New Ohio Law Eases Liability Burden for Motor Carriers
- June 22, 2016 | By Martin J. Boetcher | Business & Employment | Contact the Author
Effective March 23, 2016, Ohio became the 43rd state to enact a law that prohibits certain types of indemnity agreements in motor carrier transportation contracts.
Ohio Revised Code §2305.52 now prohibits provisions in motor carrier transportation contracts that purport to require the motor carrier to indemnify, defend or hold harmless the shipper from any liability or loss resulting from the negligent or intentional acts or omissions of the shipper. Such agreements are now declared void as against public policy.
In the past, a contract between a motor carrier and a shipper required the motor carrier to indemnify the shipper for liability and damages even when the liability or damages was caused by some or all of the negligence of the shipper. This type of contract provision was inherently unfair to the motor carrier. As a result, Ohio has now become the 43rd state to forbid such unfair provisions in these types of contracts.
Even though the new statute prohibiting such indemnity agreements is currently in effect, motor carriers would be wise to still not sign contracts containing such indemnity provisions. The law is new in Ohio and might not cover every factual circumstance.

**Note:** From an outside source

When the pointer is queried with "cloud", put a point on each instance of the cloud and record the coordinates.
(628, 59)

Rather, when presented with such contracts containing indemnity provisions, motor carriers should provide the shipper with a copy of the recently-enacted statute, Ohio Revised Code §2305.52, and ask the shipper to remove any provision that requires the motor carrier to indemnify, defend or hold harmless the shipper for loss or damage resulting from the negligence or intentional acts or omissions of the shipper.